The ubiquitous Root Trainer vs loo roll germination saga Prairie Planting: Finding the Missing Pieces in the Puzzle

any comments?

Comments: 9

  1. Hi Mark. Thank you. For this part of the wall, we are growing (fan) plums and greengages. No peach yet, but am very keen! In terms of vegetables, decisions have been made although, changes are already creeping in! Potatoes in the far back, broad beans, dwarf and climbing beans, kale (nero, red, purple and dwarf), chard (silver, rhubarb and bright lights), leeks, elephant garlic, lettuces, culinary herbs, artichokes, lots of beetroot, and mange tout. Some of the potatoes are already in, but the rest is growing in the greenhouse.

  2. Have you decided yet what veg is going where? The bed design looks like an old-fashioned herb garden. And I'm inordinately jealous of that lovely brick wall. You should get some good peaches.

  3. The Experts make it look so easy don't they? :)How lovely your tree looks afte it's Spring 'Hair Cut'. Mo

  4. Carolyn and Julie, thank you for the kind comment. In terms of expense, indeed there is a price tag, but the tree is more valuable, so worth it. Certainly recommend sorting out trees that require the care, they look so much the better for it. Sounds silly, but the Lime looks as if it's breathing a sigh of relief…Penny, thank you. I had heard something about that. I was hoping that as the chips are on the paths, the beds would be fine. Although, will make sure to add additional nitrogen/grow more. Great tip – much appreciated. Alice and HolleyGarden, thank you very kind. Much work to be done in the Kitchen Garden though! And yes, I will definitely keep my feet firmly on the ground…!!!

  5. >The tree look great now! And I agree – no climbing trees for me – that is best left up to the professionals. Your kitchen garden is beautiful.
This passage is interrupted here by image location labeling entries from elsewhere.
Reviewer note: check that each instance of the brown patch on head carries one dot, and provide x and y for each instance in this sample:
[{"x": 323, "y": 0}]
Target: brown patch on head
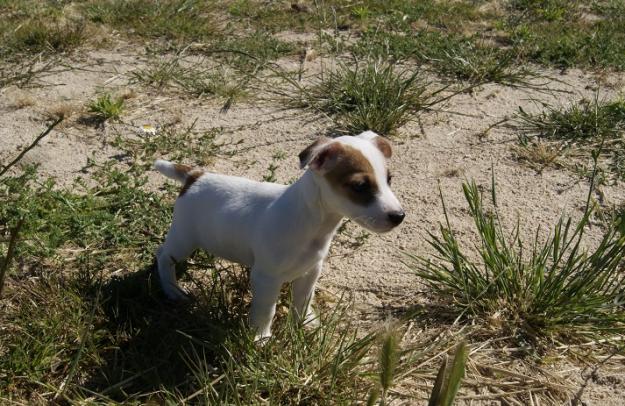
[
  {"x": 384, "y": 146},
  {"x": 192, "y": 176},
  {"x": 308, "y": 153},
  {"x": 352, "y": 175},
  {"x": 182, "y": 169}
]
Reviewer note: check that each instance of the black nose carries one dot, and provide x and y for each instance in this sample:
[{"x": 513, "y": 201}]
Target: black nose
[{"x": 396, "y": 217}]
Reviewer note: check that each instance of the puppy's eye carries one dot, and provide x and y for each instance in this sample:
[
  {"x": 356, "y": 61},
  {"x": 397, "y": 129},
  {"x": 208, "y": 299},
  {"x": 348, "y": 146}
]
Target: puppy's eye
[{"x": 360, "y": 187}]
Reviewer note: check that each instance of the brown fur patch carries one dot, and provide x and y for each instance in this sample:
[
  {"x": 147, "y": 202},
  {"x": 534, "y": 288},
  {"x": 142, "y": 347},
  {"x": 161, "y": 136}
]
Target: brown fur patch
[
  {"x": 192, "y": 176},
  {"x": 182, "y": 169},
  {"x": 306, "y": 155},
  {"x": 384, "y": 146},
  {"x": 353, "y": 176}
]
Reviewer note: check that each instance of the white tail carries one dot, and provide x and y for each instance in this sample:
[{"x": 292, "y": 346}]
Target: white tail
[{"x": 171, "y": 170}]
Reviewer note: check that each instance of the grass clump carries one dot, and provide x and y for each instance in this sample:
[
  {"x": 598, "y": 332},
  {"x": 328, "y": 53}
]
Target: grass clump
[
  {"x": 105, "y": 107},
  {"x": 171, "y": 143},
  {"x": 532, "y": 290},
  {"x": 368, "y": 96},
  {"x": 178, "y": 74},
  {"x": 179, "y": 20},
  {"x": 579, "y": 129}
]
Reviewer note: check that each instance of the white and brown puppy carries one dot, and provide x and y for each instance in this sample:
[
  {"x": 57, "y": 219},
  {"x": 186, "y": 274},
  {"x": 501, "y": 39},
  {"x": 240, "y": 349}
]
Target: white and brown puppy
[{"x": 282, "y": 232}]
It will be gorgeous when the vegetables are filling up the beds.

  6. Delighted to find you via Blotanical…. following you there and in my google reader. Your kitchen garden: I'm green with envy!!CheersAliceaka Alice's Garden Travel Buzz& Bay Area Tendrils

  7. I think you've made a beautiful old tree very happy. Take care with your wood chips – as they are fresh, they will be very nitrogen hungry and will compete with your plants for the nitrogen in the soil. I read somewhere that you can 'dress' them with Growmore to prevent this.Happy Gardening!Pen

  8. Thanks Petra.I enjoyed reading about your over-grown Lime tree… quite a transformation! And great lighting in the second photo also.I am contemplating making some daring cuts on our own smaller trees to help them grow better in the future. This was encouraging to see the end result of yours. Thanks, Julie

  9. Your tree looks so much better. It's amazing what expert tree work can accomplish. It sure is expensive though.